As organizações humanitárias confirmaram os bombardeamentos em Mekele, uma cidade densamente povoada com meio milhão de pessoas, o que suscitou imediatamente preocupações sobre as baixas civis.

O primeiro-ministro da Etiópia  e prémio Nobel da Paz, Abiy Ahmed, disse, em comunicado: “Entrámos em Mekele sem que civis inocentes tenham sido alvos”, enquanto o chefe de estado-maior do exército da Etiópia, o general Birhanu Jula, confirmou no Sábado (28/11), à emissora estatal, que os militares já têm o controlo da capital da região.

O Governo regional do Tigray dominado pela TPLF, que em tempos dominou a coligação governamental do país, e que foi sendo posta de lado gradualmente pelo primeiro-ministro, Abiy Ahmed.

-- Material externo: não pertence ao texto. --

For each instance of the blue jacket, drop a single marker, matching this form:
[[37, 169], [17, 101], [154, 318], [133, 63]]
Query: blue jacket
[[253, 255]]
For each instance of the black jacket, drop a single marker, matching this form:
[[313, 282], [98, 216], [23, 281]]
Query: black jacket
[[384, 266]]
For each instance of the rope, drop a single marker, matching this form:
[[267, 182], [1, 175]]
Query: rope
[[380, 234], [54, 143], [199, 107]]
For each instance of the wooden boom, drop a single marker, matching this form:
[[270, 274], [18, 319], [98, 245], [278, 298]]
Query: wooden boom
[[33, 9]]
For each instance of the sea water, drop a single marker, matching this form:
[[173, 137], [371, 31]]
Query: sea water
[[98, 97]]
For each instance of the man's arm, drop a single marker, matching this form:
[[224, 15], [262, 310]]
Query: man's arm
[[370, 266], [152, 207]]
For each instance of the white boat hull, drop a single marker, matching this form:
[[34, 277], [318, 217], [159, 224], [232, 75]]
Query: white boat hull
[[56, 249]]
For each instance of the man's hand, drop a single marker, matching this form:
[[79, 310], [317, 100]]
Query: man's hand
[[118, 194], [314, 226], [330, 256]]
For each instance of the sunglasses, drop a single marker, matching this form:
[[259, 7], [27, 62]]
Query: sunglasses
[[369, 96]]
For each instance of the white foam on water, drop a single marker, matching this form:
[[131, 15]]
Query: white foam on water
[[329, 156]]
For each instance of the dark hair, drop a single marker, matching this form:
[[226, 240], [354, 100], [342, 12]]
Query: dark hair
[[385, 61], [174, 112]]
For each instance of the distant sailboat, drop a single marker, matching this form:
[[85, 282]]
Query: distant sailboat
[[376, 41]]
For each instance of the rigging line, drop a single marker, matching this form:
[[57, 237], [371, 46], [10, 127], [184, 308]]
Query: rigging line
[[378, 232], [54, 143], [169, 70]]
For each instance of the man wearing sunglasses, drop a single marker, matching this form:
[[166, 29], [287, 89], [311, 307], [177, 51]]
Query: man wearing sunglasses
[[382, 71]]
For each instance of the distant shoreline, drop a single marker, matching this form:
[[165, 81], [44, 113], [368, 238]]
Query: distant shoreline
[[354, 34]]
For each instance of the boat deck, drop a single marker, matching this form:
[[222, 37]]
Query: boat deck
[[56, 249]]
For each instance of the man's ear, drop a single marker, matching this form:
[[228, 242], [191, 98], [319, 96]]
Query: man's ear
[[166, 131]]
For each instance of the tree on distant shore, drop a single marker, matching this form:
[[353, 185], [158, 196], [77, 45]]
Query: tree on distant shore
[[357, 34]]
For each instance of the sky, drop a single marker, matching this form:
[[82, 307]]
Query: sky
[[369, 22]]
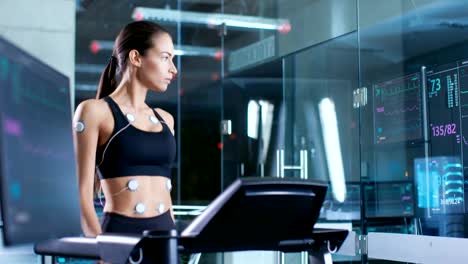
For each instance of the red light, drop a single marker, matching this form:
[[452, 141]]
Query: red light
[[218, 55], [94, 46], [138, 16], [284, 29], [215, 76], [211, 24]]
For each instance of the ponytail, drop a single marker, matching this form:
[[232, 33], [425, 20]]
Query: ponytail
[[108, 82]]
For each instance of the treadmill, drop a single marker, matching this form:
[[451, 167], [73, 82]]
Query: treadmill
[[274, 214]]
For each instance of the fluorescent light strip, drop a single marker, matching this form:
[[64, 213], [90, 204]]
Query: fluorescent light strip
[[185, 50], [90, 68], [331, 141], [210, 19]]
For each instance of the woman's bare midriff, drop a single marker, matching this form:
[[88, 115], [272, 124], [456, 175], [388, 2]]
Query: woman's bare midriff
[[152, 190]]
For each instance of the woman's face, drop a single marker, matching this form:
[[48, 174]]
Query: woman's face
[[157, 68]]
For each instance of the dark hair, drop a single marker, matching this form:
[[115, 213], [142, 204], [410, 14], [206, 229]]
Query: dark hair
[[134, 36]]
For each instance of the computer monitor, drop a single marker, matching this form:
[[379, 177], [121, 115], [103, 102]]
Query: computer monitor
[[39, 194]]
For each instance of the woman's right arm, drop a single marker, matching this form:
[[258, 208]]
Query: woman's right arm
[[88, 114]]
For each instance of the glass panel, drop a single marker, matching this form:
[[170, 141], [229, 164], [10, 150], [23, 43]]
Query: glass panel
[[252, 89], [321, 138], [200, 64], [413, 63]]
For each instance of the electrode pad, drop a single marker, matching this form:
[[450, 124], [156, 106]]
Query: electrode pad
[[140, 208], [132, 185]]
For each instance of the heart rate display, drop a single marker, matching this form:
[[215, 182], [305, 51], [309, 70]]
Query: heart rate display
[[397, 110]]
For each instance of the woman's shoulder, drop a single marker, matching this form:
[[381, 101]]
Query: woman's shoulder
[[96, 108], [165, 115]]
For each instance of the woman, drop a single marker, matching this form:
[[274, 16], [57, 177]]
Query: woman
[[129, 145]]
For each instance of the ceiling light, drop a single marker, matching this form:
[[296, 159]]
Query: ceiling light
[[210, 19]]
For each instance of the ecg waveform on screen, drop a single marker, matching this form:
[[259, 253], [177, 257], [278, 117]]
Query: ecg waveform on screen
[[14, 128], [397, 110], [400, 111], [29, 89]]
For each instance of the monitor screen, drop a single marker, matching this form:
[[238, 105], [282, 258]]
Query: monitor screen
[[39, 194]]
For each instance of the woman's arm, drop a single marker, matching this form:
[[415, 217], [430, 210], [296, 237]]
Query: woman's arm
[[86, 139]]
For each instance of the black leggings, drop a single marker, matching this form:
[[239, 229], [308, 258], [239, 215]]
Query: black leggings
[[117, 223]]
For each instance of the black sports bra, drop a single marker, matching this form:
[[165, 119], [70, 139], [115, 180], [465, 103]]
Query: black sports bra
[[131, 151]]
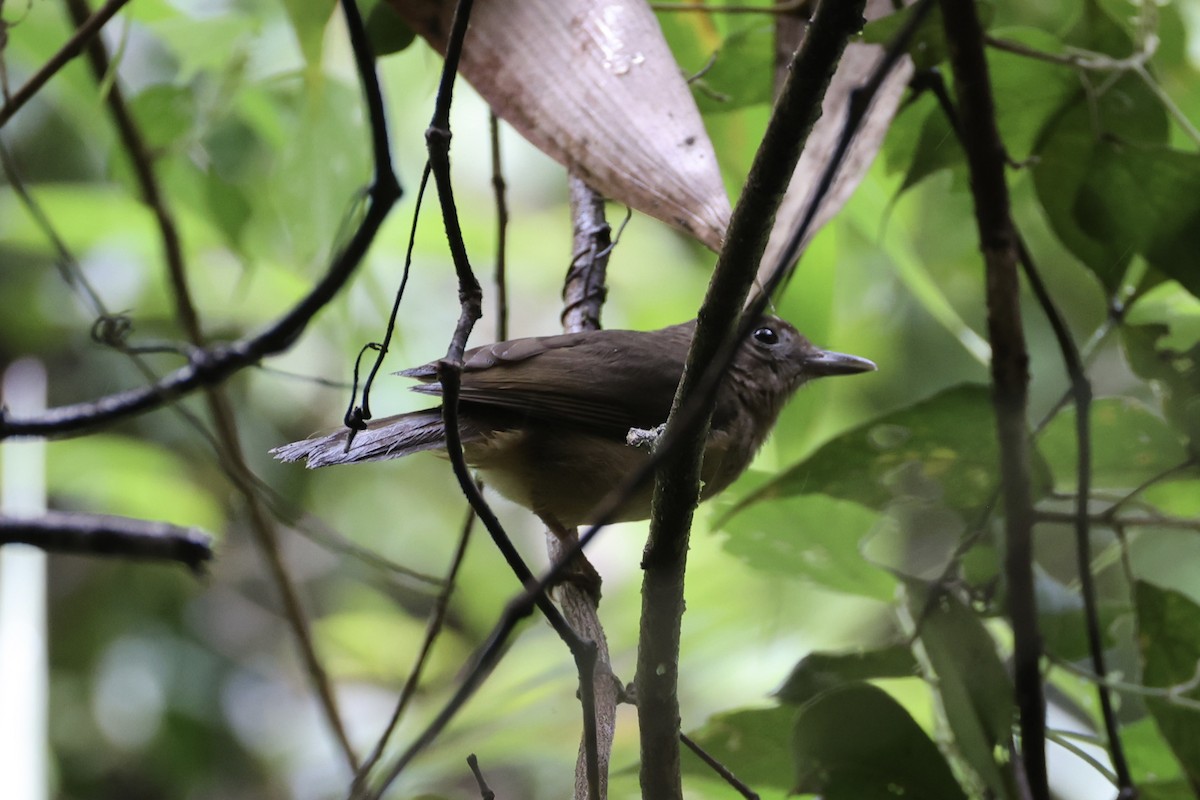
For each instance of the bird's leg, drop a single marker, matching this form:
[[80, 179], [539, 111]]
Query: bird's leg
[[580, 571], [645, 438]]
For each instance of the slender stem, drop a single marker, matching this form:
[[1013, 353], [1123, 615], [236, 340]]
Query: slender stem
[[676, 489], [1009, 370]]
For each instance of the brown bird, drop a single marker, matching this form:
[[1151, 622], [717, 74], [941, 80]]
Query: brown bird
[[546, 419]]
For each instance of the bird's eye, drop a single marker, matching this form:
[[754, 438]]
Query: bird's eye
[[766, 335]]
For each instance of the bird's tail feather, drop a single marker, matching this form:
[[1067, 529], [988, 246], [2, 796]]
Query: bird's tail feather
[[389, 438]]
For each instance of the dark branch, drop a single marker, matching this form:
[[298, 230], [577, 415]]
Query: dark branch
[[89, 534], [677, 486], [1009, 368], [84, 34], [215, 364]]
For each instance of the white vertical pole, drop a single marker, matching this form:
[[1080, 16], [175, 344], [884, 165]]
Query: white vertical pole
[[23, 641]]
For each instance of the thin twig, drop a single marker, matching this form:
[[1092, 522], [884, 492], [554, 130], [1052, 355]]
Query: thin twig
[[89, 534], [432, 630], [84, 32], [677, 485], [521, 606], [719, 768], [1081, 394], [502, 229], [215, 364], [1009, 366], [449, 374], [583, 294], [484, 791]]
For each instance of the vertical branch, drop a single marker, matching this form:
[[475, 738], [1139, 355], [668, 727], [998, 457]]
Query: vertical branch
[[220, 409], [1009, 368], [1081, 395], [583, 294], [676, 489], [585, 290], [502, 230]]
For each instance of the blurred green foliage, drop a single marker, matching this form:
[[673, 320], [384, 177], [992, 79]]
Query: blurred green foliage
[[166, 686]]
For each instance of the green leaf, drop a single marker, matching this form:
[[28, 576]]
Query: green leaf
[[1029, 92], [165, 114], [810, 537], [1096, 134], [941, 450], [1129, 445], [753, 743], [1061, 617], [1171, 306], [1175, 376], [120, 475], [1150, 756], [972, 684], [937, 148], [1169, 638], [741, 72], [385, 28], [309, 19], [856, 743], [928, 44], [1146, 200], [820, 672]]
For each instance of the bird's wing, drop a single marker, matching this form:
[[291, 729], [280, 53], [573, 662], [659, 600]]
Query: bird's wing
[[593, 380]]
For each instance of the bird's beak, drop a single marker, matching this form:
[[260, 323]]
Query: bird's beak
[[827, 362]]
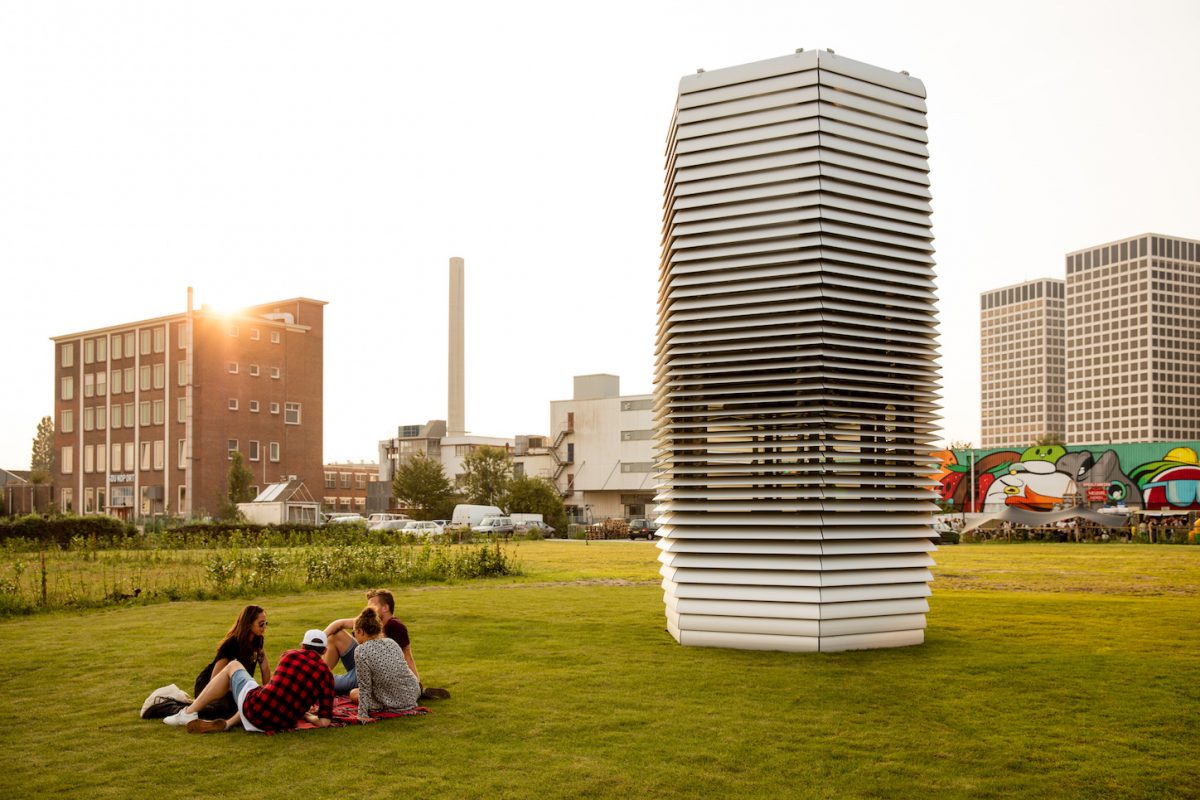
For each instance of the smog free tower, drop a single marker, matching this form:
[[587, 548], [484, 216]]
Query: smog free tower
[[796, 390]]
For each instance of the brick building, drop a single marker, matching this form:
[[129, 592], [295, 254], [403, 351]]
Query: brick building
[[346, 487], [149, 413]]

A União Africana nomeou três enviados especiais, os antigos presidentes de Moçambique Joaquim Chissano, da Libéria Ellen Johnson-Sirleaf, e da África do Sul Kgalema Motlanthe, que chegaram à capital etíope na quarta-feira(25/11). O primeiro-ministro expressou a sua “gratidão” à União Africana em propor “soluções africanas para os problemas africanos” mas declinou a oferta de mediação, como todas as anteriores ao recordar que o Governo tem “a responsabilidade” de manter a ordem em todo o país”.